Mme A B à déclarer des suppléments de loyer d'un montant très important au titre de l'année de résiliation du bail. Dans ces conditions, l'administration apporte la preuve, qui lui incombe, de l'intention délibérée de M. et Mme A B d'éluder l'impôt, justifiant l'application de la majoration de 40 % prévue par les dispositions de l'article 1729 du code général des impôts.

12. Il résulte de tout ce qui précède que M. et Mme A B ne sont pas fondés à soutenir que c'est à tort que, par le jugement attaqué, le tribunal administratif de Poitiers a rejeté leur demande.

Sur les conclusions tendant à l'application de l'article L. 761-1 du code de justice administrative :

13. Les dispositions de l'article L. 761-1 du code de justice administrative font obstacle à ce que soit mise à la charge de l'Etat, qui n'est pas, dans la présente instance, la partie perdante, la somme que M. et Mme A B demandent au titre des frais exposés par eux et non compris dans les dépens.

DECIDE :

Article 1er : La requête de M. et Mme A B est rejetée.
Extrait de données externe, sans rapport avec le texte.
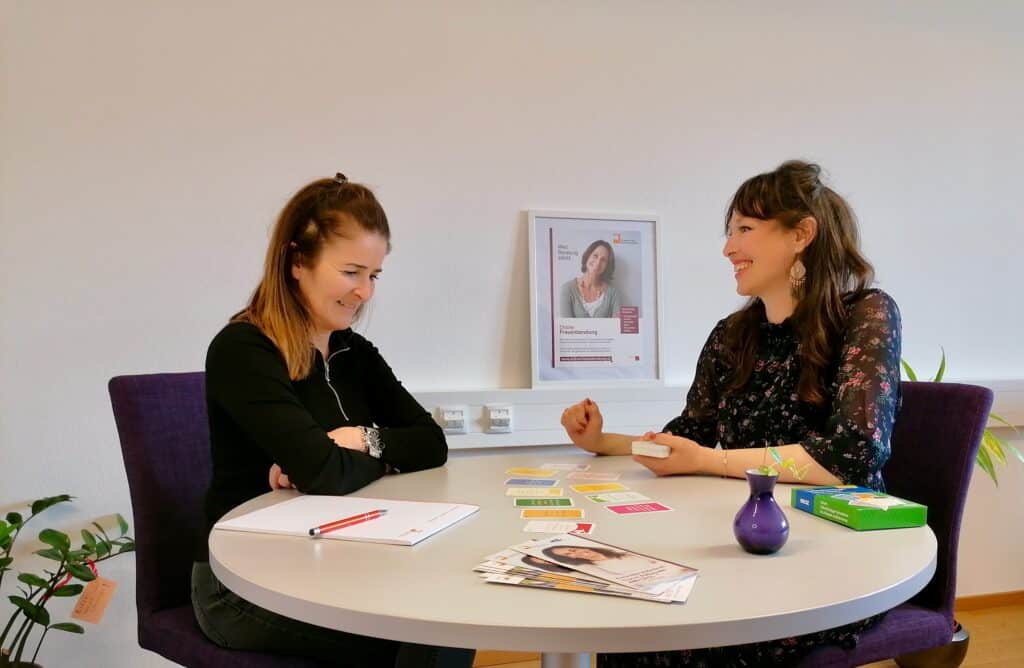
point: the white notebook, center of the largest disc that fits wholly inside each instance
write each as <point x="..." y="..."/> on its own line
<point x="407" y="523"/>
Article 2 : Le présent arrêt sera notifié à M. et Mme D et C A B et au ministre de l'économie, des finances et de l'industrie.

Copie en sera adressée à la direction spécialisée de contrôle fiscal sud-ouest.

Délibéré après l'audience du 17 octobre 2024 à laquelle siégeaient :

Mme Frédérique Munoz-Pauziès, présidente,

Mme Bénédicte Martin, présidente-assesseure,

Mme Lucie Cazcarra, première conseillère,

Rendu public par mise à disposition au greffe le 7 novembre 2024.

La rapporteure,

Lucie CazcarraLa présidente,

Frédérique Munoz-Pauziès La greffière,

Laurence Mindine

La République mande et ordonne au le ministre de l'économie, des finances et de l'industrie en ce qui le concerne, et à tous commissaires de justice à ce requis, en ce qui concerne les voies de droit commun contre les parties privées, de pourvoir à l'exécution du présent arrêt.